South Africans should get ‘richer’ over the next five years

 ·1 Oct 2024

South Africa’s economy is set to exit a period of malaise and see meaningful growth over the next five years.

South Africa’s GDP grew by 0.7% in 2023. Although this seemed unlikely at the start of the year due to load shedding, it was still insufficient to keep up with population growth, which averages about 1.5% annually.

This means that South Africans actually got poorer in 2023, as even though the pie grew, there were more mouths to feed. Hence, GDP growth of 1.5% or higher should ensure that South Africans get richer.

Investec Chief Economist Annabel Bishop said that data releases through Q3 2024 and earlier this year support Investec’s forecast of an economic growth of 1.0% this year.

The Bloomberg consensus also shows growth of 1.0% for South Africa in 2024 amid weak global growth and domestic freight constraints.

The IMF said that the economy has shown resilience in the face of disruptions, but persistent structural challenges risk impeding growth and further dropping living standards. This issues include declining GDP per capita, rising debt, high unemployment, poverty and inequality.

Investec believes GDP should grow faster in 2025 and reach 1.7%.

However, the IMF believes South Africa’s growth rate will reach 1.3% in 2024.

The IMF’s figure for 2026 of 1.4% is also far below Investec’s 2.0%.

“At an average of 1.9% seen over the next two years, Investec envisages faster recovery for South Africa, as structural constraints are worked down more quickly, particularly with private sector participation accelerating in the port and rail sectors,” said Bishop.

“The latter years of the five-year forecast period are likely to come out at 2.5% (2027), 2.8% (2028) and 3.1% (2029), with economic growth able to lift further thereafter, leading to higher income per capita and living standard outcomes.”

Investec’s prediction for 2025 is also less optimistic than that of the Bureau for Economic Research (BER), which predicts growth of 2.2% in 2025 due to easing logistics challenges and implementing key economic reforms under the new Government of National Unity (GNU).
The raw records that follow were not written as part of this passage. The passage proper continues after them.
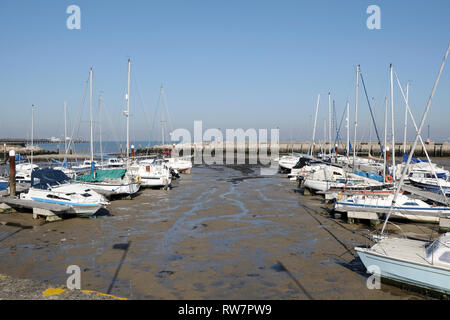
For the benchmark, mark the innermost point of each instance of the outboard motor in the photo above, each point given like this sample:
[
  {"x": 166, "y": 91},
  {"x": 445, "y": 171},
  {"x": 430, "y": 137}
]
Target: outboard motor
[
  {"x": 174, "y": 173},
  {"x": 301, "y": 163}
]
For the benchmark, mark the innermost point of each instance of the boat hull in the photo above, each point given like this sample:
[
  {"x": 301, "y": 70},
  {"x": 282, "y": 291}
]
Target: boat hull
[
  {"x": 409, "y": 213},
  {"x": 114, "y": 189},
  {"x": 429, "y": 277}
]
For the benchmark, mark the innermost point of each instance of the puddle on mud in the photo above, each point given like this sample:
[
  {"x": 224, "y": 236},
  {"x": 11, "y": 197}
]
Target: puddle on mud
[{"x": 223, "y": 232}]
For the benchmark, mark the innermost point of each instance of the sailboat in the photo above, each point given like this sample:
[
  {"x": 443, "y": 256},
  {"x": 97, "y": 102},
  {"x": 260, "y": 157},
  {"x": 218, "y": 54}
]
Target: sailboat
[
  {"x": 3, "y": 183},
  {"x": 153, "y": 173},
  {"x": 53, "y": 186},
  {"x": 177, "y": 164},
  {"x": 112, "y": 182},
  {"x": 420, "y": 263}
]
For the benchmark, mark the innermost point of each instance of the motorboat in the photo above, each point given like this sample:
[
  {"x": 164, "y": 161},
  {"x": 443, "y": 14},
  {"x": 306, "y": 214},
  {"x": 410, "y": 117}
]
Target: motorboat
[
  {"x": 53, "y": 186},
  {"x": 415, "y": 262},
  {"x": 405, "y": 207},
  {"x": 330, "y": 177},
  {"x": 288, "y": 162},
  {"x": 3, "y": 183},
  {"x": 152, "y": 173},
  {"x": 111, "y": 182},
  {"x": 23, "y": 172},
  {"x": 86, "y": 165},
  {"x": 422, "y": 170},
  {"x": 431, "y": 184},
  {"x": 179, "y": 164},
  {"x": 113, "y": 163}
]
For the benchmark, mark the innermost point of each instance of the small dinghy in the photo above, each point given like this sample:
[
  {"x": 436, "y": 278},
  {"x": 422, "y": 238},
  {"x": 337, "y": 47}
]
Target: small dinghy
[
  {"x": 111, "y": 182},
  {"x": 415, "y": 262},
  {"x": 404, "y": 207},
  {"x": 54, "y": 187}
]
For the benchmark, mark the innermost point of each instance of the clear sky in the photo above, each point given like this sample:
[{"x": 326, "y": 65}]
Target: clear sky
[{"x": 233, "y": 64}]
Bishop noted that the recent 25 basis point cut in the repo rate and a sharp drop in South Africa’s CPI inflation (4.4% in August) should boost household expenditure.
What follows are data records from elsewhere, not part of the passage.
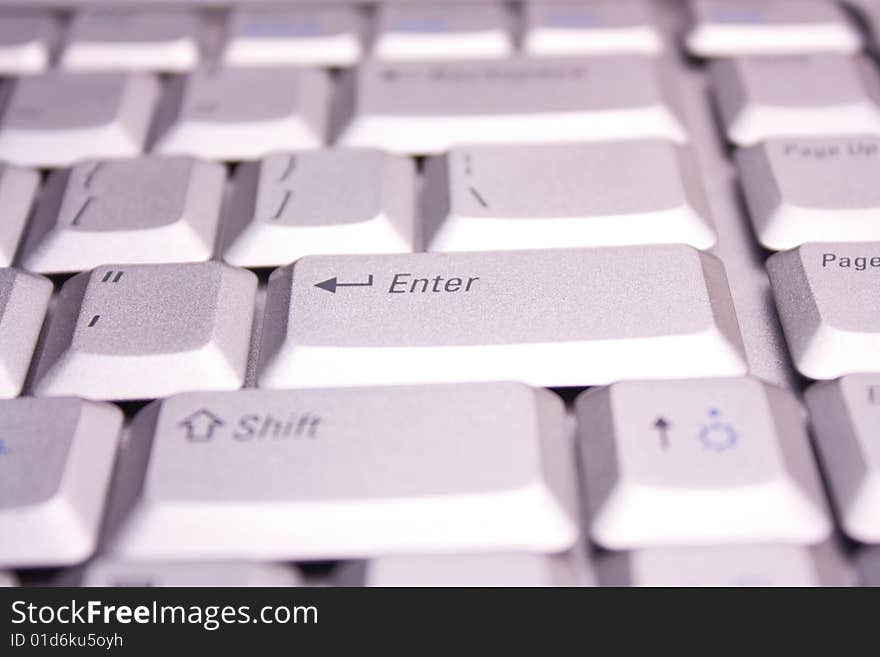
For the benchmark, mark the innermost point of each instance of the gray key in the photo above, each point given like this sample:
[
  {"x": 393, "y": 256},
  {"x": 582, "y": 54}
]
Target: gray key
[
  {"x": 24, "y": 299},
  {"x": 56, "y": 118},
  {"x": 132, "y": 40},
  {"x": 26, "y": 41},
  {"x": 868, "y": 566},
  {"x": 845, "y": 414},
  {"x": 739, "y": 565},
  {"x": 142, "y": 210},
  {"x": 805, "y": 96},
  {"x": 18, "y": 188},
  {"x": 145, "y": 331},
  {"x": 243, "y": 114},
  {"x": 700, "y": 462},
  {"x": 104, "y": 572},
  {"x": 56, "y": 460},
  {"x": 421, "y": 108},
  {"x": 346, "y": 474},
  {"x": 727, "y": 28},
  {"x": 327, "y": 201},
  {"x": 547, "y": 318},
  {"x": 828, "y": 297},
  {"x": 812, "y": 190},
  {"x": 565, "y": 195},
  {"x": 492, "y": 569}
]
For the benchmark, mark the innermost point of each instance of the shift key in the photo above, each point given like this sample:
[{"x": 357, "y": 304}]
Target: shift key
[{"x": 553, "y": 318}]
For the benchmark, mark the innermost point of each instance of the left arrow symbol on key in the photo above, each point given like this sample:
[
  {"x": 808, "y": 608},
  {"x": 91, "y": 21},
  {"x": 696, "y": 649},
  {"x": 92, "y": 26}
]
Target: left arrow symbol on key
[{"x": 332, "y": 283}]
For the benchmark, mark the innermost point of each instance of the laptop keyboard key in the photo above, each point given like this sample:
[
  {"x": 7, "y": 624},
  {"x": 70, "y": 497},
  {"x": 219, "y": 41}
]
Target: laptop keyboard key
[
  {"x": 557, "y": 28},
  {"x": 24, "y": 299},
  {"x": 698, "y": 462},
  {"x": 330, "y": 201},
  {"x": 565, "y": 195},
  {"x": 27, "y": 38},
  {"x": 727, "y": 28},
  {"x": 56, "y": 460},
  {"x": 346, "y": 474},
  {"x": 105, "y": 572},
  {"x": 762, "y": 98},
  {"x": 141, "y": 210},
  {"x": 55, "y": 119},
  {"x": 828, "y": 298},
  {"x": 318, "y": 36},
  {"x": 491, "y": 569},
  {"x": 549, "y": 318},
  {"x": 144, "y": 331},
  {"x": 739, "y": 565},
  {"x": 812, "y": 190},
  {"x": 243, "y": 114},
  {"x": 425, "y": 108},
  {"x": 845, "y": 415},
  {"x": 18, "y": 188}
]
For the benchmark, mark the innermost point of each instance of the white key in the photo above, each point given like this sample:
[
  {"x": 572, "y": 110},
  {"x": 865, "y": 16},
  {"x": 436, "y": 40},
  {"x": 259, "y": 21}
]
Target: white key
[
  {"x": 565, "y": 195},
  {"x": 727, "y": 28},
  {"x": 564, "y": 317},
  {"x": 290, "y": 205},
  {"x": 595, "y": 27},
  {"x": 145, "y": 331},
  {"x": 812, "y": 190},
  {"x": 24, "y": 299},
  {"x": 55, "y": 119},
  {"x": 845, "y": 414},
  {"x": 698, "y": 462},
  {"x": 501, "y": 569},
  {"x": 326, "y": 36},
  {"x": 56, "y": 460},
  {"x": 143, "y": 210},
  {"x": 127, "y": 40},
  {"x": 105, "y": 572},
  {"x": 18, "y": 188},
  {"x": 27, "y": 38},
  {"x": 828, "y": 298},
  {"x": 868, "y": 565},
  {"x": 428, "y": 108},
  {"x": 805, "y": 96},
  {"x": 243, "y": 114},
  {"x": 438, "y": 33},
  {"x": 735, "y": 565},
  {"x": 346, "y": 474}
]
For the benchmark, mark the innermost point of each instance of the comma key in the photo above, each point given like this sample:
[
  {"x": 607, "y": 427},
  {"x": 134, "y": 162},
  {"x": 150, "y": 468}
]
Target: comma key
[
  {"x": 421, "y": 108},
  {"x": 56, "y": 461},
  {"x": 546, "y": 317},
  {"x": 845, "y": 414},
  {"x": 698, "y": 462},
  {"x": 828, "y": 298},
  {"x": 145, "y": 331},
  {"x": 388, "y": 471}
]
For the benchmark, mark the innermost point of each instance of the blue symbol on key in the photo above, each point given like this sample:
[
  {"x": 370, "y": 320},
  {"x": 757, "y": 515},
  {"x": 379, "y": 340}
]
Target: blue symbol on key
[{"x": 717, "y": 435}]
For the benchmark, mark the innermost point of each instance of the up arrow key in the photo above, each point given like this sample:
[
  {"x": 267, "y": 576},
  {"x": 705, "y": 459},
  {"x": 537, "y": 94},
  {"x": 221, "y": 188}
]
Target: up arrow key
[{"x": 331, "y": 284}]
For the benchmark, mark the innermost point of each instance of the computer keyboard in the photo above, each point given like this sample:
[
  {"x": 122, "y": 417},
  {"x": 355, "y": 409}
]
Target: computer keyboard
[{"x": 534, "y": 293}]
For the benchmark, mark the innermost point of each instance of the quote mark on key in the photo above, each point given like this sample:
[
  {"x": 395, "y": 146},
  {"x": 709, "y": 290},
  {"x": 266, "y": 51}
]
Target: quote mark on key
[
  {"x": 331, "y": 284},
  {"x": 110, "y": 278}
]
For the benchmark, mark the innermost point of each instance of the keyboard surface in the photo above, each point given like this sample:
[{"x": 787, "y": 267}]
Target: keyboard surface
[{"x": 541, "y": 293}]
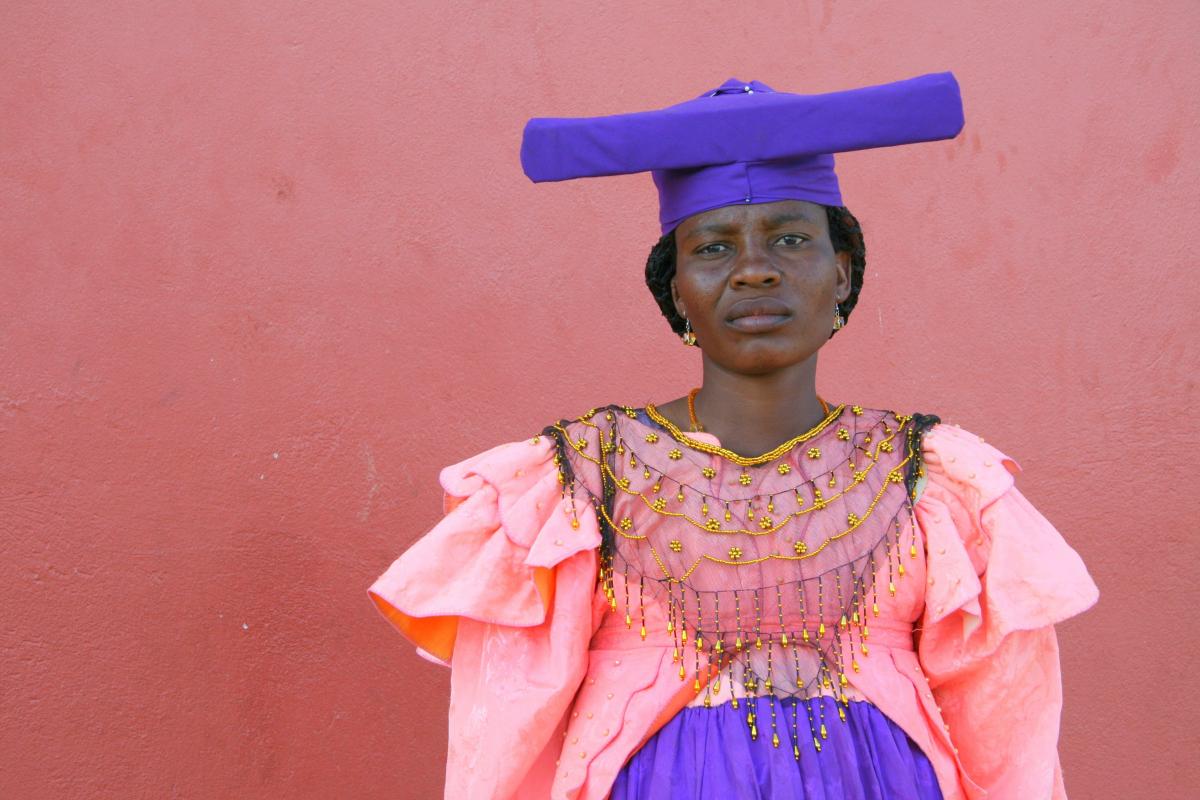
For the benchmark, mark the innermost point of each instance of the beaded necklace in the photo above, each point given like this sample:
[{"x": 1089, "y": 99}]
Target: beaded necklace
[{"x": 765, "y": 569}]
Further interest rate cuts in 2025 and 2026 are expected, totalling 125 basis points of cuts.

“In addition, rising real incomes as inflation falls further and then remains moderate, and withdrawals under the two-pot retirement system will boost spend,” said Bishop.

She added that Household Consumption Expenditures (HCE) are likely to grow by 1.5% this year, 2.2% next year, and 2.3% in 2026. These exceed the IMF estimates of 0.9%, 1.2%, and 1.3%, respectively.

“The IMF’s forecasts for fixed investment show weakening growth, dropping from 3.1% in 2024 to 2.8% in 2025 and 2.7% in 2026. In comparison, Investec forecasts 4.1%, 4.8%, and 5.0% for the respective years.”

“The acceleration in the growth of this component of GDP, fixed investment, is a key reason for the acceleration in Investec’s GDP forecast over the medium-term, along with the cessation of load shedding as capacity increases along with stability.”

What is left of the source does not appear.